Hafta sonu gölde balık tutan genç bir adamın oltasına,
her zamankinden farklı türde bir balık takılır. Balık bir de
konuşmaya başlayınca genç adamın şaşkınlığı iyice artar.
Balık, "eğer yaşamama izin verir, tekrar göle dönmemi
sağlarsan üç dileğini yerine getireceğim" der.
Şaşkınlığını üzerinden atmaya çalışan delikanlı "sadece
üç dilek mi?" diye sorar. "Anlaşma yapalım, sen benim beş
dileğimi yerine getir, bende senin tekrar arzuladığın yaşama
göndereyim."
"Kusura bakma" der. Balık... "Sadece üç dileğini yerine
getirebilirim."
Genç adam anlaşma yapmakta ısrarlıdır, dilek sayısını
arttırmaya çalışıyordur. "Pekâlâ" der, "mademki beş dileğimi
yerine getirmiyorsun, dört olsun öyleyse."
Balık bu defa bitkin ve cılız bir sesle: "üç dilek, başka
yok."
Bu kez genç adam düşünmeye başlar; üç dilek mi tutmalı,
yoksa dörtte ısrarcı mı olmalı, gölde başka konuşan balık
varsa onları da yakalayıp dilek sayısını mı arttırmalı...
Nihayet genç adam kararını verir: "Peki sen kazandın,
konuşan balık. Üç dilek tutmayı kabul ediyorum."
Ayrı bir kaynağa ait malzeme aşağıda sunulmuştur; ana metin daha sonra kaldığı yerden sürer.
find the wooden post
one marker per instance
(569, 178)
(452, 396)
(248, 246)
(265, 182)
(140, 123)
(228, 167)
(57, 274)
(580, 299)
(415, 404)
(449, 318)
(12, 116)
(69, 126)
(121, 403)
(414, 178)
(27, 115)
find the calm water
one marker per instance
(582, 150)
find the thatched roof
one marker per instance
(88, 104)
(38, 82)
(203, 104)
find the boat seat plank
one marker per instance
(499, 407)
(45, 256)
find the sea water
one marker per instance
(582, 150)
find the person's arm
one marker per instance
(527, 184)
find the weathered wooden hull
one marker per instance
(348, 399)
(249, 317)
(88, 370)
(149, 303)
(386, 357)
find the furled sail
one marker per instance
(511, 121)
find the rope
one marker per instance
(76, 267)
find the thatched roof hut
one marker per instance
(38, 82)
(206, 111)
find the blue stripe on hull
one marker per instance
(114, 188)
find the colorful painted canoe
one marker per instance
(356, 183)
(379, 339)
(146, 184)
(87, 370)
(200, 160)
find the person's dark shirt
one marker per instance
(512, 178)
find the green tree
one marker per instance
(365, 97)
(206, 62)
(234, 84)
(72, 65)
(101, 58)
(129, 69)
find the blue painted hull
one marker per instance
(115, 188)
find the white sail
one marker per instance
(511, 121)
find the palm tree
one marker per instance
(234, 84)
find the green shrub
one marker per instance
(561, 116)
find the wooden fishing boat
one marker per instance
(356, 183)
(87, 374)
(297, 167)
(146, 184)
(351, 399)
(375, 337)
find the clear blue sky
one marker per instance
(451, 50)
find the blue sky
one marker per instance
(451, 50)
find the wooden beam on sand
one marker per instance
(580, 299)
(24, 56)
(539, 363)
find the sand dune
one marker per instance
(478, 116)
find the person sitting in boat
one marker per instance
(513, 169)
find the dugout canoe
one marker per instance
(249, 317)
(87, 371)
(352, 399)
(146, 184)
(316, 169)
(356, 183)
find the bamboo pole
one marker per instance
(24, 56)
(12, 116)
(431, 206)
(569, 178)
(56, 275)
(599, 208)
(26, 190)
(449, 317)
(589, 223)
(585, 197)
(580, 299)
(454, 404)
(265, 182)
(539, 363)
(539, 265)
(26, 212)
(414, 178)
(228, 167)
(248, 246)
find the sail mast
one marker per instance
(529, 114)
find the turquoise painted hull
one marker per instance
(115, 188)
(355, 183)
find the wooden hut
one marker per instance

Fakat onun bu sözlerine balık karşılık veremez. Genç
adam sepete baktığında, geç kaldığını ve balığın çoktan
yaşamını yitirdiğini görür.
Hayat, bize fırsatlarını belirli aralıklarla sunar. Yeter ki,
biz onlar için hazırlıklı olalım ve zamanında hareket etmesini
bilelim.
Hayat akademisinde zaman kadar eşit olduğumuz ve
değerli olan başkaca şey sizce nedir?